N : Pas vraiment (silence). Ce que ça représente ? Plusieurs choses. Je dirais que c’est d’abord une mode, en référence à ce foutu tie-dye. Et en même temps, il existe une vraie culture psyché quand on fait référence à des choses plus spirituelles qui nous transcendent. En gros ça ne devrait pas se résumer à Jimi Hendrix, les bandanas, etc.

Vous avez utilisé un sample de Todd Rundgren (du groupe Utopia) sur le titre « Paint Me Silver ». C’est un morceau façon J. Dilla. Vous écoutez beaucoup de rap ? Parce que ce n’est pas la première chose à laquelle on pense en vous écoutant.

N : On écoute quasiment que ça.

J : On adore PNL (rires).

Vous avez collaboré avec Julien Barbagallo et vous suivez Julien Gasc sur Instagram. Les artistes français ont toutes vos faveurs à ce que je vois…

N et J : Oui ! On les adore. Melody Prochet (alias Melody’s Echo Chamber, ndlr) est aussi une amie. On cultive un lien étroit avec la jeune scène française.

Quels autres artistes français vous inspirent ?

N : Brigitte Fontaine ! Elle est incroyable.

Je crois que vous aimez aussi le métal. Ça aussi c’est surprenant.

N : J’y suis sensible mais je n’en écoute pas vraiment.

J : De temps en temps.

Et la pop dans tout ça, c’est kitsch ?

J : Non c’est presque plus inspirant que n’importe qu’elle autre style de musique. On peut même parler de musique progressive. Je nous considère comme un groupe de pop à vrai dire.

N : On a tous cet amour-haine pour la pop music. Du genre : « Le Top 40, c’est vraiment de la merde, je n’aime pas ça ! » C’est ridicule. A chaque fois que je dis que j’aime PNL, on me regarde avec des grands yeux en me disant : « Mais t’es sérieux ?! »

J : J’adorerais les voir sur scène. On aurait dû se croiser cette année à Coachella mais ils ont annulé leur venue (les autorités américaines ne leur ont pas accordé de visa et le festival a refusé de retransmettre leur concert en direct, ndlr).

© Florian Duboé

Est-ce que le format pop vous offre plus de liberté musicalement ?

N : Non je ne crois pas. On n’a pas envie d’être réduit à tel ou tel style de musique. On écoute de la pop, du rap, du RnB, infiniment plus que des trucs psychés – même si on aime ça aussi. On laisse tout ça nous traverser sans complexe ni jalousie entre les genres.

J : Pour les prochains morceaux, on a pensé à un mélange de soft-rock des années 70 et de trap music (courant musical apparu au début des années 2000 dans le sud des Etats-Unis, ndlr).

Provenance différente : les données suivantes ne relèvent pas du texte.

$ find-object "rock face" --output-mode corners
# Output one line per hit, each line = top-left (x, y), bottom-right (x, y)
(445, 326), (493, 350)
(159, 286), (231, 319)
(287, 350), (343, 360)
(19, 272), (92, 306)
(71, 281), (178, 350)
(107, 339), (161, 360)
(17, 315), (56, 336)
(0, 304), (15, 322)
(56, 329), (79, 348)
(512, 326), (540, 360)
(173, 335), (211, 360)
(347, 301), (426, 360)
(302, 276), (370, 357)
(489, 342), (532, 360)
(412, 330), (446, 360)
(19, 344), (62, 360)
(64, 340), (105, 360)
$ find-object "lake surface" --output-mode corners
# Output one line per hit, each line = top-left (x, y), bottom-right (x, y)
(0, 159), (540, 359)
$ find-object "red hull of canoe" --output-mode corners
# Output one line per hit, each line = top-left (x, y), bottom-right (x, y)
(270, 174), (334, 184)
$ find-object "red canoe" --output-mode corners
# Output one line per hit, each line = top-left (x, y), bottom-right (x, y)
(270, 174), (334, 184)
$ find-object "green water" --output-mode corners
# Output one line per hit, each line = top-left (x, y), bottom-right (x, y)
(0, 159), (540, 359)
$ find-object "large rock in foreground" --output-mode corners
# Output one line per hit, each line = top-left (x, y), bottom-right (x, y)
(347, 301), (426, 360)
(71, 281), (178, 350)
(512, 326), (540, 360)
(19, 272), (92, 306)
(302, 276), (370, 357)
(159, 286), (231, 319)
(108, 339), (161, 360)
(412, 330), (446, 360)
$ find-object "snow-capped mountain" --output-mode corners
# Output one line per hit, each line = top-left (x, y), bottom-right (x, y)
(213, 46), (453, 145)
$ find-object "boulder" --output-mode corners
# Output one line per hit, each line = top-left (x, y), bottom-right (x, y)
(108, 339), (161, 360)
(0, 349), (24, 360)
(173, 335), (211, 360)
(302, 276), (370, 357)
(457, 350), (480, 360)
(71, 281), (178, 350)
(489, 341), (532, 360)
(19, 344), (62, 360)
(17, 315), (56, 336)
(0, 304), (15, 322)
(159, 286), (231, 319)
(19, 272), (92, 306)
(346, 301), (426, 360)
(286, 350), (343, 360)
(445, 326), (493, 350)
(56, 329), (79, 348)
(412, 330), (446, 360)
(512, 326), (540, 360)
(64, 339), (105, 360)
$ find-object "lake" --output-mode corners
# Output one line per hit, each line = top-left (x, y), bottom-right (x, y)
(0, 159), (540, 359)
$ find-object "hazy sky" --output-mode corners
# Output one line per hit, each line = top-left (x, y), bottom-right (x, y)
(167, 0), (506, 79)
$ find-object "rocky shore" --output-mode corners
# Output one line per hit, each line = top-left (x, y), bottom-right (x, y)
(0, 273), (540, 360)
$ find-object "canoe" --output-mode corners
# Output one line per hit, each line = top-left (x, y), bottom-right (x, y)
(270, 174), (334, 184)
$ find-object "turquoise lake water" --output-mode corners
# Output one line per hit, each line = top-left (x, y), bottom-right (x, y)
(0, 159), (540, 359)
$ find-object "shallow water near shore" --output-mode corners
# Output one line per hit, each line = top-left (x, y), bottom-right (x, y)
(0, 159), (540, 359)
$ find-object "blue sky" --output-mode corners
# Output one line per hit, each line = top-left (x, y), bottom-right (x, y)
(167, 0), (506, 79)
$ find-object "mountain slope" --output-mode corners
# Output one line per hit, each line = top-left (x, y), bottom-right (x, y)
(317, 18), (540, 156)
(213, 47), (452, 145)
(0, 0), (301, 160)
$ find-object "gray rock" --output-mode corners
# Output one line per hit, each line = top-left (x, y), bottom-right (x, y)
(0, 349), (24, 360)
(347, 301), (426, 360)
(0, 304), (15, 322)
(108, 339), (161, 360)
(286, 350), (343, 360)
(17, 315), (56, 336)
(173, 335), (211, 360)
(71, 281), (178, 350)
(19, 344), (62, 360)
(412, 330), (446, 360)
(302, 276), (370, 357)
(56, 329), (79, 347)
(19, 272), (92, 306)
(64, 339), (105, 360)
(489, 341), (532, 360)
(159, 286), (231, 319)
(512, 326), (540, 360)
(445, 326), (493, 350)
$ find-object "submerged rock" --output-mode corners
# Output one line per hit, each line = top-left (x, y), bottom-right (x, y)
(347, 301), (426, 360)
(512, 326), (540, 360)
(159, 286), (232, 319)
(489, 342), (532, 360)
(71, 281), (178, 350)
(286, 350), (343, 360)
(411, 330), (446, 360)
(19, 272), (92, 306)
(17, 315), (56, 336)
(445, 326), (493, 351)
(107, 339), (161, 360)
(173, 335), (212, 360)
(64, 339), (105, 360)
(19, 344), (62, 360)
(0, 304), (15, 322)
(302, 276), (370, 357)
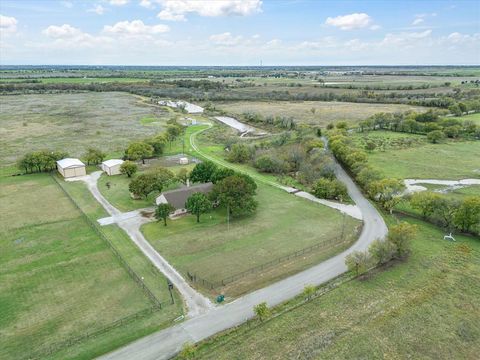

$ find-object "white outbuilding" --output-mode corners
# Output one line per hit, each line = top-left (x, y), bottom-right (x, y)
(101, 159), (123, 175)
(57, 158), (87, 178)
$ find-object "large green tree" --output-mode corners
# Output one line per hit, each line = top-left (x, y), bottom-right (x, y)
(212, 174), (258, 216)
(186, 193), (212, 222)
(453, 196), (480, 231)
(125, 141), (153, 164)
(190, 161), (217, 183)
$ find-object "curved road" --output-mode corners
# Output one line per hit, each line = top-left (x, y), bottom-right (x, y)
(101, 126), (388, 360)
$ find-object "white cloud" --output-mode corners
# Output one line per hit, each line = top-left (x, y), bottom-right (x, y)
(157, 0), (262, 21)
(87, 4), (106, 15)
(103, 20), (170, 36)
(381, 29), (432, 47)
(108, 0), (130, 6)
(42, 24), (82, 38)
(209, 32), (242, 46)
(441, 32), (480, 46)
(0, 15), (18, 34)
(412, 18), (425, 26)
(139, 0), (155, 9)
(40, 24), (113, 49)
(325, 13), (373, 30)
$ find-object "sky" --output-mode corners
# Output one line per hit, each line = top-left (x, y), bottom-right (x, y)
(0, 0), (480, 66)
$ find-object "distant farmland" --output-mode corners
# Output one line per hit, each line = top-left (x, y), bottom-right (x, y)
(214, 101), (427, 126)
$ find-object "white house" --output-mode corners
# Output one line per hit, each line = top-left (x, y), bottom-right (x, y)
(155, 183), (213, 217)
(101, 159), (123, 175)
(57, 158), (87, 178)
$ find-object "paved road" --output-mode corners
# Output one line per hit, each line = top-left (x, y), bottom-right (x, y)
(72, 171), (214, 317)
(101, 133), (387, 360)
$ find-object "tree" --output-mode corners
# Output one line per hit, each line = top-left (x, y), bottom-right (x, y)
(186, 193), (212, 223)
(302, 285), (317, 300)
(312, 178), (347, 201)
(388, 222), (417, 258)
(453, 196), (480, 232)
(190, 161), (217, 183)
(178, 343), (197, 360)
(345, 251), (372, 276)
(120, 160), (138, 177)
(253, 301), (271, 321)
(432, 195), (459, 231)
(83, 147), (107, 165)
(145, 134), (167, 156)
(368, 239), (395, 265)
(368, 178), (405, 213)
(410, 191), (441, 219)
(427, 130), (445, 144)
(177, 168), (190, 185)
(211, 174), (258, 215)
(211, 167), (235, 184)
(125, 142), (153, 164)
(155, 203), (175, 226)
(148, 167), (175, 192)
(228, 144), (252, 163)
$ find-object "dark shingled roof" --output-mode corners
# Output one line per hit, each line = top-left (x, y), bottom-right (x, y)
(162, 183), (213, 209)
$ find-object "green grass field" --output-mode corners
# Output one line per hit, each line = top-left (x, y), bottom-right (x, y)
(0, 92), (171, 167)
(142, 185), (360, 296)
(354, 131), (480, 180)
(215, 101), (425, 126)
(0, 174), (181, 359)
(189, 220), (480, 359)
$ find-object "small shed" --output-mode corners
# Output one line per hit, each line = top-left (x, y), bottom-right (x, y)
(57, 158), (87, 179)
(155, 183), (213, 216)
(101, 159), (123, 175)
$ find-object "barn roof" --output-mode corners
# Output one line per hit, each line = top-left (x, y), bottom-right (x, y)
(57, 158), (85, 169)
(158, 183), (213, 209)
(102, 159), (123, 167)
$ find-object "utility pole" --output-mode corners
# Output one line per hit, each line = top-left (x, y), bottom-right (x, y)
(227, 203), (230, 230)
(167, 279), (175, 304)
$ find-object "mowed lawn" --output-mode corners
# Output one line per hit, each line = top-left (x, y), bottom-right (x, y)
(355, 131), (480, 180)
(0, 92), (171, 167)
(0, 174), (159, 359)
(142, 185), (360, 296)
(214, 101), (425, 126)
(189, 220), (480, 360)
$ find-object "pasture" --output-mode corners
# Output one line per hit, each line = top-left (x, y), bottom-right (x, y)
(142, 184), (361, 296)
(353, 131), (480, 180)
(0, 92), (171, 167)
(214, 101), (425, 126)
(0, 174), (181, 359)
(189, 219), (480, 359)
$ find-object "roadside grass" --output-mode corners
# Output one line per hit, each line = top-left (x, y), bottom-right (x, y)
(0, 92), (171, 167)
(446, 112), (480, 125)
(215, 101), (425, 126)
(188, 218), (480, 359)
(353, 131), (480, 180)
(0, 174), (156, 359)
(141, 184), (361, 297)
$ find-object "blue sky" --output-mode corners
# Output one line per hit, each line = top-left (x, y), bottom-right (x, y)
(0, 0), (480, 65)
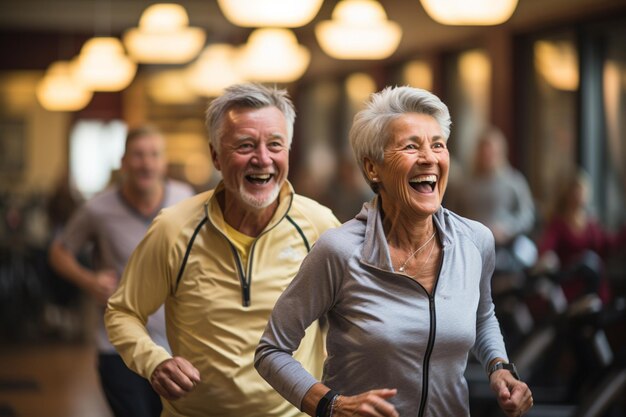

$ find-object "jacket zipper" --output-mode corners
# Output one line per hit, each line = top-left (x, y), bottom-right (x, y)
(417, 250), (445, 417)
(220, 196), (293, 307)
(417, 292), (437, 417)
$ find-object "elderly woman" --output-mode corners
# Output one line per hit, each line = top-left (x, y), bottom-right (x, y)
(255, 87), (532, 417)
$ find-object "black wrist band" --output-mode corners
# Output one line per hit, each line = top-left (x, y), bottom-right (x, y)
(315, 390), (337, 417)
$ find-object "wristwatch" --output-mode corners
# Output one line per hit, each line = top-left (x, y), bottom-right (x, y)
(489, 361), (519, 380)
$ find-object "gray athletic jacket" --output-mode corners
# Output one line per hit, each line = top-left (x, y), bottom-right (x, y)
(255, 197), (507, 417)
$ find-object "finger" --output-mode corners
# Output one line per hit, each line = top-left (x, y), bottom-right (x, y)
(363, 389), (397, 417)
(174, 356), (200, 383)
(368, 388), (398, 398)
(150, 378), (185, 401)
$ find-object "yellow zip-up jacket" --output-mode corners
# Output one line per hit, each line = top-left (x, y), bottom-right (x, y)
(105, 183), (339, 417)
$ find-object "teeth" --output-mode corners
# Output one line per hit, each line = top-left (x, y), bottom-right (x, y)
(409, 175), (437, 184)
(248, 174), (272, 180)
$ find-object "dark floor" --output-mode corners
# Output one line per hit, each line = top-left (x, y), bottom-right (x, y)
(0, 342), (111, 417)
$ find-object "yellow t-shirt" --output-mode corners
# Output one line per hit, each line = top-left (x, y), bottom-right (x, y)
(224, 222), (254, 269)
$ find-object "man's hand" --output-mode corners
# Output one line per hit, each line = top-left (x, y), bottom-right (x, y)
(89, 269), (118, 306)
(333, 389), (398, 417)
(490, 369), (533, 417)
(150, 356), (200, 400)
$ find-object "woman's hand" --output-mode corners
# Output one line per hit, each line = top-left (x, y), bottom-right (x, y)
(490, 369), (533, 417)
(333, 389), (399, 417)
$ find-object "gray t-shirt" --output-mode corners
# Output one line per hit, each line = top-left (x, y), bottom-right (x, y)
(60, 180), (194, 353)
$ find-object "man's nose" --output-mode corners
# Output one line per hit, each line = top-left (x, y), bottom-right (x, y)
(252, 144), (272, 166)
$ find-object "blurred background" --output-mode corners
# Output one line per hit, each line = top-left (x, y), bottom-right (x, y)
(0, 0), (626, 417)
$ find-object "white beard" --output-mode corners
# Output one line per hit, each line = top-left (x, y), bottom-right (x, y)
(239, 184), (280, 209)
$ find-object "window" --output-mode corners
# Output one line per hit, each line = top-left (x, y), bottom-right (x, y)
(70, 120), (126, 198)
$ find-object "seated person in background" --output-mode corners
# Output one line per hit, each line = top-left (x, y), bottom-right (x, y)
(538, 170), (626, 302)
(450, 127), (535, 246)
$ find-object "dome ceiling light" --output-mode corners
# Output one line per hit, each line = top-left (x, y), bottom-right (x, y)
(73, 37), (137, 91)
(36, 61), (93, 111)
(420, 0), (518, 26)
(315, 0), (402, 59)
(124, 3), (206, 64)
(217, 0), (322, 28)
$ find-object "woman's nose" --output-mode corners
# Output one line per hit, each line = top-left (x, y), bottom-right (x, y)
(417, 147), (437, 164)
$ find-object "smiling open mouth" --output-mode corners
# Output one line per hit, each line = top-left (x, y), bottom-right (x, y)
(409, 175), (437, 193)
(245, 174), (274, 185)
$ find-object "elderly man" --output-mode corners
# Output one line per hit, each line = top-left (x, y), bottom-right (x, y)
(106, 84), (339, 417)
(50, 126), (194, 417)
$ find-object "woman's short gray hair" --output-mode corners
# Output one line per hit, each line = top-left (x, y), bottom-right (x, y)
(350, 86), (451, 192)
(205, 83), (296, 153)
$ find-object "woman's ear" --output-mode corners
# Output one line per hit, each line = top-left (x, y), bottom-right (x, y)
(363, 158), (380, 182)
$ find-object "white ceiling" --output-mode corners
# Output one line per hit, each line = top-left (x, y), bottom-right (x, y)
(0, 0), (626, 77)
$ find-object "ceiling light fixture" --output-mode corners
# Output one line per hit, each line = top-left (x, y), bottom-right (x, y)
(533, 40), (579, 91)
(73, 37), (137, 91)
(420, 0), (518, 26)
(315, 0), (402, 59)
(124, 3), (206, 64)
(36, 61), (93, 111)
(217, 0), (322, 28)
(237, 28), (311, 83)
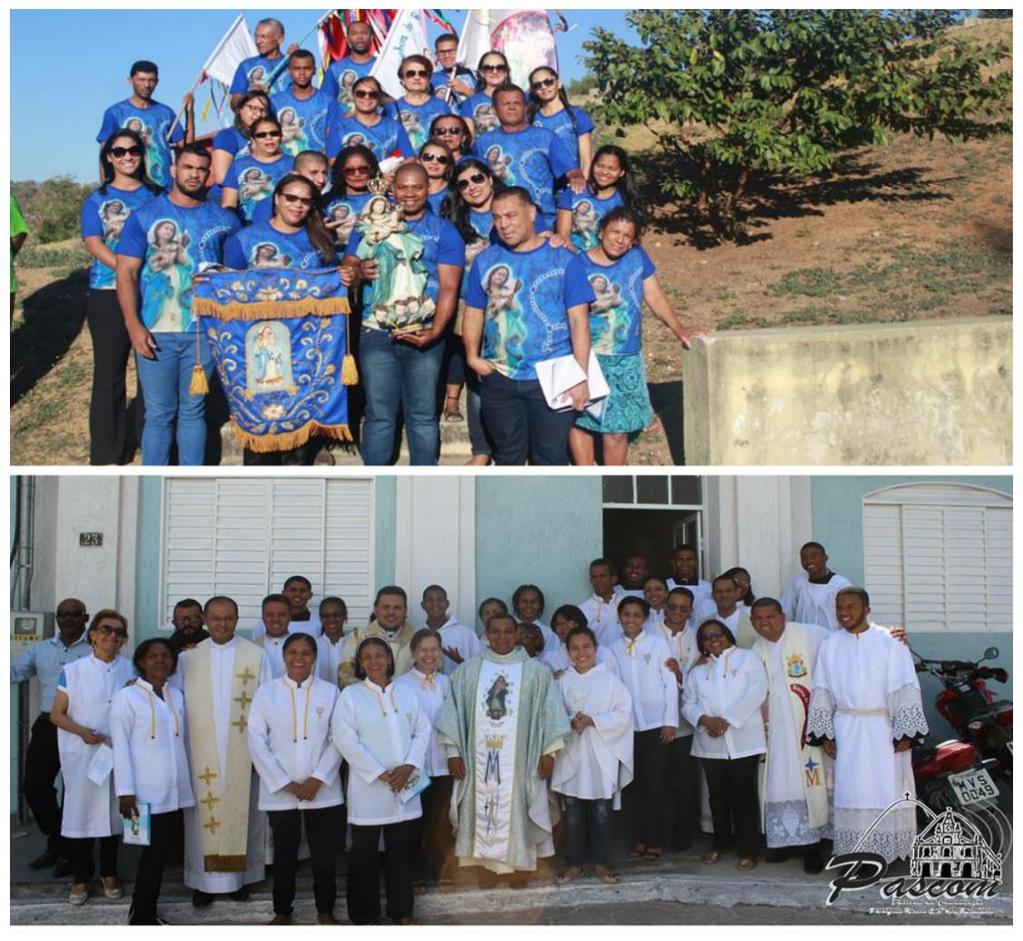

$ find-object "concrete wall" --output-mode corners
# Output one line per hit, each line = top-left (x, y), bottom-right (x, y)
(683, 317), (1013, 466)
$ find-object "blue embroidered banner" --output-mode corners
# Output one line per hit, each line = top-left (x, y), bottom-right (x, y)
(192, 268), (357, 451)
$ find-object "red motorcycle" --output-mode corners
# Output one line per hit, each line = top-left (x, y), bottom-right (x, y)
(913, 647), (1013, 812)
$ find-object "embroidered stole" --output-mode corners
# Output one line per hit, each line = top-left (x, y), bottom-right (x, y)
(473, 660), (522, 861)
(753, 622), (828, 830)
(185, 637), (263, 872)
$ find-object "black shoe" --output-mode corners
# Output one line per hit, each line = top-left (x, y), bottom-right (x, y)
(192, 889), (213, 908)
(29, 850), (58, 869)
(53, 859), (75, 879)
(803, 850), (825, 876)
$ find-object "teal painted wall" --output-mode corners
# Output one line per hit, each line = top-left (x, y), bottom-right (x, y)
(476, 474), (604, 628)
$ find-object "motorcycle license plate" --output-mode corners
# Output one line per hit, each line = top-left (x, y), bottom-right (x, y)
(948, 768), (998, 806)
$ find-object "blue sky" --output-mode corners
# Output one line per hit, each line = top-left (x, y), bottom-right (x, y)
(10, 9), (635, 181)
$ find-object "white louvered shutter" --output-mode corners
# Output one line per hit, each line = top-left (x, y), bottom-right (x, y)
(161, 478), (373, 629)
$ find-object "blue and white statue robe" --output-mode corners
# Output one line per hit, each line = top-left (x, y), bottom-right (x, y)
(437, 647), (571, 873)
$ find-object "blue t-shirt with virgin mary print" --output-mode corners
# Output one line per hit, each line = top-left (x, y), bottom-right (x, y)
(465, 241), (593, 380)
(579, 247), (657, 356)
(117, 196), (239, 333)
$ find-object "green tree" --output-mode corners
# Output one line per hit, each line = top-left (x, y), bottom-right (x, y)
(584, 9), (1012, 239)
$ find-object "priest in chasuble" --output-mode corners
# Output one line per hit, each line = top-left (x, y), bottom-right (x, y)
(437, 615), (571, 873)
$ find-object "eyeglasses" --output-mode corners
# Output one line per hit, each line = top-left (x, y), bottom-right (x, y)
(457, 173), (487, 192)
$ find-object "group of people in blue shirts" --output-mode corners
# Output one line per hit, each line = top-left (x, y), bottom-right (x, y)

N : Ça c’est une grande idée (rires).

Il y a aussi un côté glam dans votre musique. On pense à Pink Floyd, Bowie et Queen. Quelles sont vos références sur cet album ?

N : Trop dur à dire. On écoute de tout : dub, folk, minimal (courant appartenant à la musique classique et apparu aux Etats-Unis dans les années 60, ndlr), etc.

J : On pourrait aussi bien citer Bob Dylan que Jay Z.

Sur « Colder Than Ice », j’aurais juré entendre Michael Jackson ?

N : Oh absolument ! Merde si seulement (rires) ! On est tous des gros fans.

Vos clips sont complètement barrés. Vous versez dans le cliché et le kitsch non sans humour. L’idée, c’est de ne jamais se prendre au sérieux ?

N : Carrément ! On aime jouer avec une certaine idée du cool. On en parlait tout à l’heure. Aimer la pop, c’est tabou. Ceux qui aiment la pop se font chambrer. C’est n’importe quoi. Du coup, ça m’amuse d’enfoncer le clou pour montrer à quel point c’est débile. C’est parfois grossier, parfois kitsch et parfois ringard mais c’est ce qu’on aime. On n’est pas dans une posture. On n’essaie pas de se rendre intéressant ou séduisant. On fait quelque chose qui nous ressemble tout simplement.

Kevin Parker, leader de Tame Impala, a produit votre dernier album. Les membres de Pond et Tame Impala ont longtemps été interchangeable. Nick, tu étais bassiste de Tame Impala pendant 5 ans. Est-ce qu’il règne une forme de concurrence amicale entre vous ?

N : Oui je crois (sourire).

J : Non, on a déjà perdu (rires).

N : Il a son groupe, et je serais incapable de faire ce qu’il fait. Mais je suppose qu’il doit avoir le même regard par rapport à nous. On est tous potes. On se connaît depuis qu’on est ados. On se pousse mutuellement pour aller plus loin, en termes de succès et d’inspiration. C’est une légère concurrence on va dire.

© Florian Duboé

Qu’est-ce qui vous différencie ?

N : Facile ! On n’a pas le même physique. A mon avantage (rires) ! Vous allez fêter vos dix ans en 2018. Est-ce que vous aimez vous réécouter ?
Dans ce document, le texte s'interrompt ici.